Y de repente la vida se me hace pesada incluso cuando sigo estacionada en tus brazos hasta nuevo aviso. Mi cuerpo no te ha advertido que algo anda mal, y la verdad es que tampoco estoy segura de que así sea. Pero me siento repleta. Como si todos los malos pensamientos que alguna vez he tenido se lanzaran contra mi pecho al mismo tiempo.
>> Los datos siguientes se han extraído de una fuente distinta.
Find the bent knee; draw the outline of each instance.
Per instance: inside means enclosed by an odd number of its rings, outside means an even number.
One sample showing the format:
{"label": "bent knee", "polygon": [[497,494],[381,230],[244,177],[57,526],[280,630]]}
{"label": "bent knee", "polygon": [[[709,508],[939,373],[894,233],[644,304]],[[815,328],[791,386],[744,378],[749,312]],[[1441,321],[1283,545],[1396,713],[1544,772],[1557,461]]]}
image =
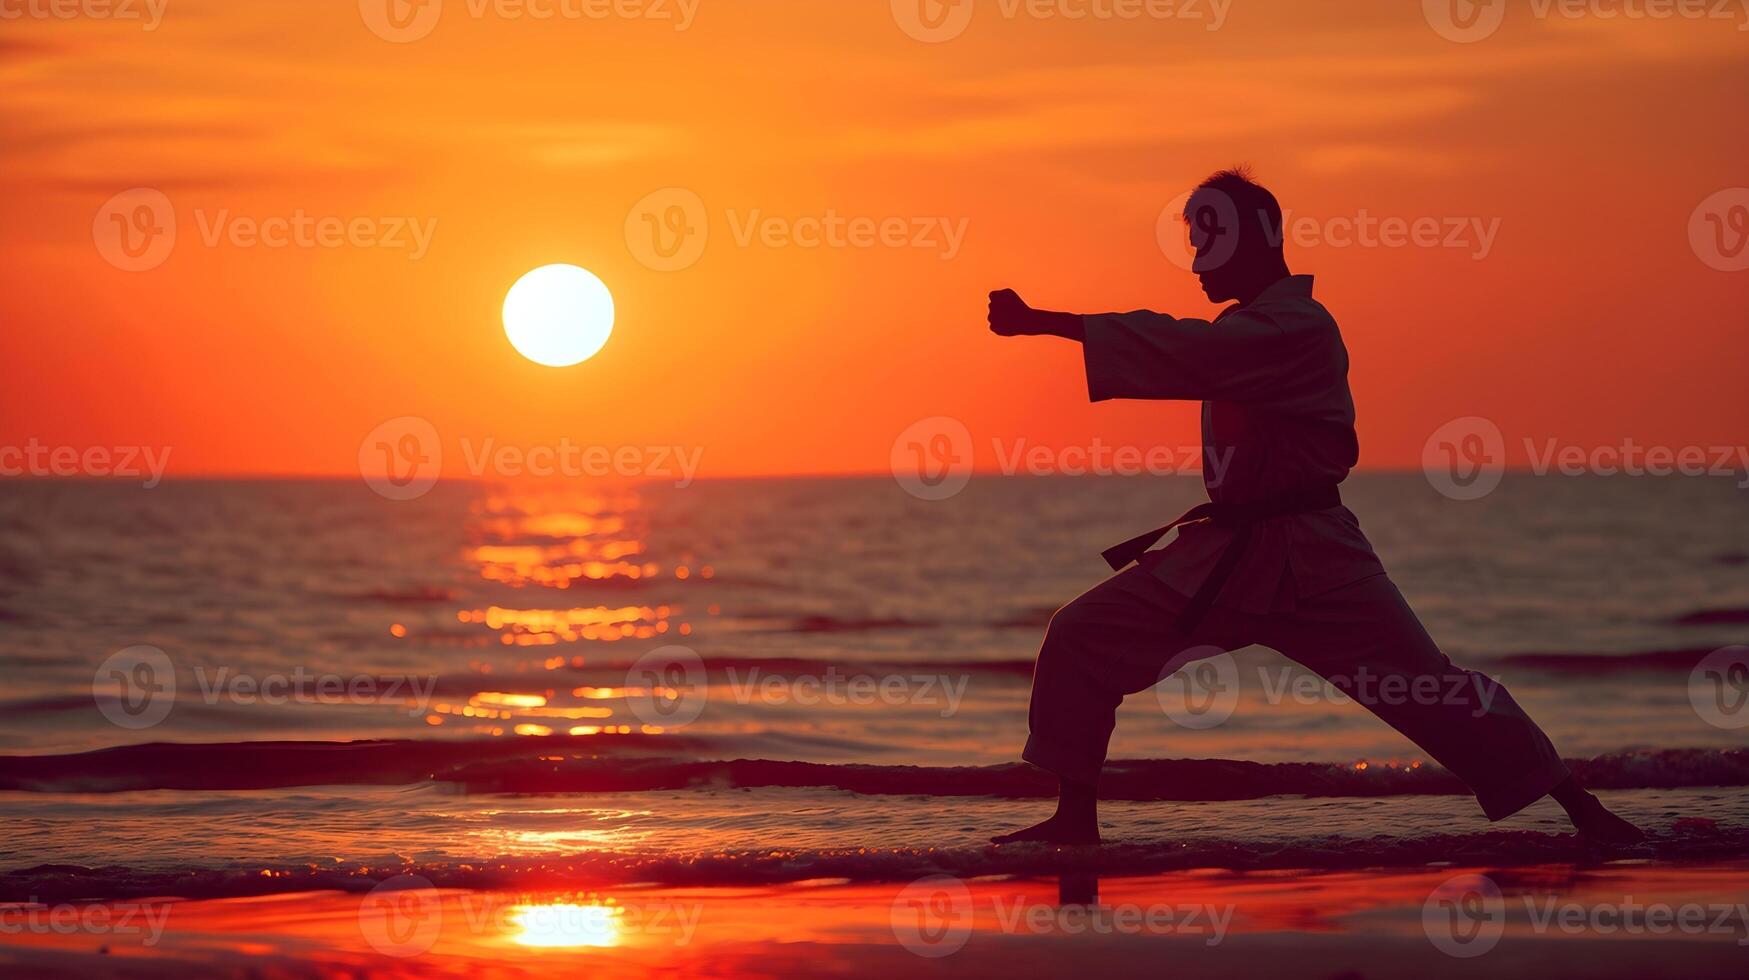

Me duelen los dedos de las manos, mi piel se sonroja como cuando me da por exponerme al frío en mitad de la noche porque me ayuda a calmar las pesadillas. Mis piernas tiemblan y esta vez no es porque te he descubierto mirando directamente hacia mi escote. Sonrío, pero me siento falsa al hacerlo y al segundo después me arrepiento, porque sé que no puedo volver atrás y deshacer esa mueca patética de mi rostro. Me escuece la cara el acné que nunca he tenido y me urge pintarme los labios de rojo, como si fuese así de fácil: distraerte de las lágrimas que están por escapárseme de los ojos y gritarte que no he hecho nada bien desde que conocimos. Pero por dentro sé que ya estás enterado desde hace tiempo, quizá desde la primera noche en que compartimos la cama.

Fuiste un escape hacia donde tú quisieras llevarme. A tu ritmo. Con tus manos. Bajo tus sábanas. Me gustaba mirarte a las tres de la madrugada y memorizar tus facciones para cuando ya me hubiese aburrido de aquello y aun así no quisiera olvidar tu cara. Memoricé muy rápidamente la forma en que me tocabas. Caricias que ruegan por ser documentadas en el margen de algún libro viejo, de esos que no sacas de la mochila antes de irte a recorrer el mundo.

Y ahora soy yo la que quiere que no te vayas nunca.

Tu respiración sobre mi cuello ha callado a todos mis monstruos.